Kinross has mines and offices in eight countries and accordingly is subject to various taxes, as determined under the tax laws of the countries in which we operate.
The Company’s adjusted effective tax rate was 34.8% in 2013 (based on adjusted net earnings). The Company’s effective tax rate can be affected by a number of factors on an annual basis, including the geographic distribution of income, varying rates in different jurisdictions, the non-recognition of tax assets, mining allowance, foreign currency exchange rate and changes in the tax laws.
Some of our operating properties are held indirectly through subsidiaries organized under the laws of and domiciled in countries other than Canada or the jurisdiction in which our operations are located. All of these countries are included in the Organization for Economic Cooperation and Development (OECD) “white list” (May 2012) of countries that are implementing the internationally agreed tax standard endorsed by G20 Finance Ministers at their Berlin Meeting in 2004 and by the UN Committee of Experts on International Cooperation in Tax Matters at its October 2008 Meeting.

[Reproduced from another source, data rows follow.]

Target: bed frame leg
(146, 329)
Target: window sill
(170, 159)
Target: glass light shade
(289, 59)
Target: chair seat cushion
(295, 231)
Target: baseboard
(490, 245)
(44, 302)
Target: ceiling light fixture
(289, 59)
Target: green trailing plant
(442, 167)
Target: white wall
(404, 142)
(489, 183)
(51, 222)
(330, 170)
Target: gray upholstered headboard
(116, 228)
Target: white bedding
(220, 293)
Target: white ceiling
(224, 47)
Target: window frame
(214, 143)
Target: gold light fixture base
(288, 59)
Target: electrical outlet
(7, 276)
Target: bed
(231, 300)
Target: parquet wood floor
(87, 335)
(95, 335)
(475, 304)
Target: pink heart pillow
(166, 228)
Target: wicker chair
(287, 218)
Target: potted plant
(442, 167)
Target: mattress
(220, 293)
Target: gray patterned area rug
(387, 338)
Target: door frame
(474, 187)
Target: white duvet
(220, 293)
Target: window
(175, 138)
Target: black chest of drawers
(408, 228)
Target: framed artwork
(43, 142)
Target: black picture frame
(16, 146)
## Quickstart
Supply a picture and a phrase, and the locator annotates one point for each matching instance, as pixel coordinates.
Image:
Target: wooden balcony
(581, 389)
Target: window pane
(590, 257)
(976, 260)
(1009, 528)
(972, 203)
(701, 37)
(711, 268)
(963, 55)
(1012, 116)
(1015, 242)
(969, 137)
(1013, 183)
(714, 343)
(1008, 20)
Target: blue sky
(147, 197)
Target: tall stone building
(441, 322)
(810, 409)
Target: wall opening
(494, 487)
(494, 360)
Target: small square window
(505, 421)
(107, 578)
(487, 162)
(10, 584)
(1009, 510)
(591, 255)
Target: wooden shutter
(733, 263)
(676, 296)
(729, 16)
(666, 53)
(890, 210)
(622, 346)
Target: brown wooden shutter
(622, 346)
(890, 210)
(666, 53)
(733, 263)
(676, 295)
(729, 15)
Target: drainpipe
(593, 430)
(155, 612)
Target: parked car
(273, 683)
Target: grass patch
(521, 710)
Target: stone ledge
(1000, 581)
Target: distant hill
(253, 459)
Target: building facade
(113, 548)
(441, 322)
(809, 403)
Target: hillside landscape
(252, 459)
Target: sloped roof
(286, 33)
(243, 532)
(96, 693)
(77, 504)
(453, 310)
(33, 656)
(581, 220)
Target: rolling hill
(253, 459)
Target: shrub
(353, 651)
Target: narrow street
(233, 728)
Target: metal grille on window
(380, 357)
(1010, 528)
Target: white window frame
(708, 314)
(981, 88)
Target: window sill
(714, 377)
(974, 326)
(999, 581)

Corporate transactions with and through these subsidiaries are fully disclosed to all relevant tax authorities. According to accepted international practice, all transfers of goods and services between companies within the Company are conducted on an arm’s-length basis. The transfer pricing of such transactions between our companies is in compliance with all current legislation and is based on fair market terms and reflects the commercial nature of the transactions.
Kinross is a member of the Extractive Industries Transparency Initiative (EITI).